Red flags aren’t confined to just late payments. When clients who used to pay early now only pay on time, teams have to dig in and start tough conversations. Sometimes that means asking for payment plans or partial payments upfront.
Scheer added that traditional reports like DSO and invoice aging don’t reveal the whole picture. Success is heavily reliant on relationship-building in a digital B2B. “Think about who you're more likely to pay. Is it the person that sends you an autonomous, anonymous email, or someone that you've built a relationship with over months or years?”
AR teams with strong alliances may get paid first when customers face those decisions. But the culprit could be a possibly temporary slump in healthy payments management.
As IOFM sees it, for example, early-pay discounts have “collapsed.” They find that half of all companies seized those opportunities last year; now only a quarter do. “People are… more efficient than ever before, but they're just stopping short of actually sending the payment,” Scheer said.
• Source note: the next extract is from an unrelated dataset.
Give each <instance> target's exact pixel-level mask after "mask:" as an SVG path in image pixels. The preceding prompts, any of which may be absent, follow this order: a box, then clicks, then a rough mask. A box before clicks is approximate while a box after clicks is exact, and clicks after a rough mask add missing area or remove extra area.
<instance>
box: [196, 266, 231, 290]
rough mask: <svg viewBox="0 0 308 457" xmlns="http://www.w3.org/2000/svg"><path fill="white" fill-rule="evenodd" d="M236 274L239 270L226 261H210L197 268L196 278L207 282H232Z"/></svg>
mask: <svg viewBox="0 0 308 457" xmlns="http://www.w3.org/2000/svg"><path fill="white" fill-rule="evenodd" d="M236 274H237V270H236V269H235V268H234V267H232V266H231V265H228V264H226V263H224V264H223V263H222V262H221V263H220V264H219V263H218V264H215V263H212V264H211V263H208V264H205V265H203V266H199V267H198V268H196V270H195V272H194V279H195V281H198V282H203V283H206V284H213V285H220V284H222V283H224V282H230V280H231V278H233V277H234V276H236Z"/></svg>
The new reality is driven by cash conservation, where businesses hang onto their funds as long as possible, pressured by payroll or strategic investment needs.
Vendors are turning more to dedicated business payments solutions like Bottomline’s Paymode network to select optimal payment windows to apply discounts and rebates, which offset a chunk of the costs associated with large B2B payments with high security.
In this climate, vendor and ERP strategies have adapted as well. Barrett identified five major practitioner priorities for 2026: speed to value (integration with measurable results in weeks, not years), real-time visibility, AI-driven functionality that works across data environments, interoperability, and solutions that scale with regulatory and business shifts.
From automation readiness to talent strategy and fraud vigilance, IOFM leadership is pushing for a more modern payments playbook: fix processes before digitizing, measure relentlessly, never stop sharpening your team’s skills, and build real relationships with partners and payers.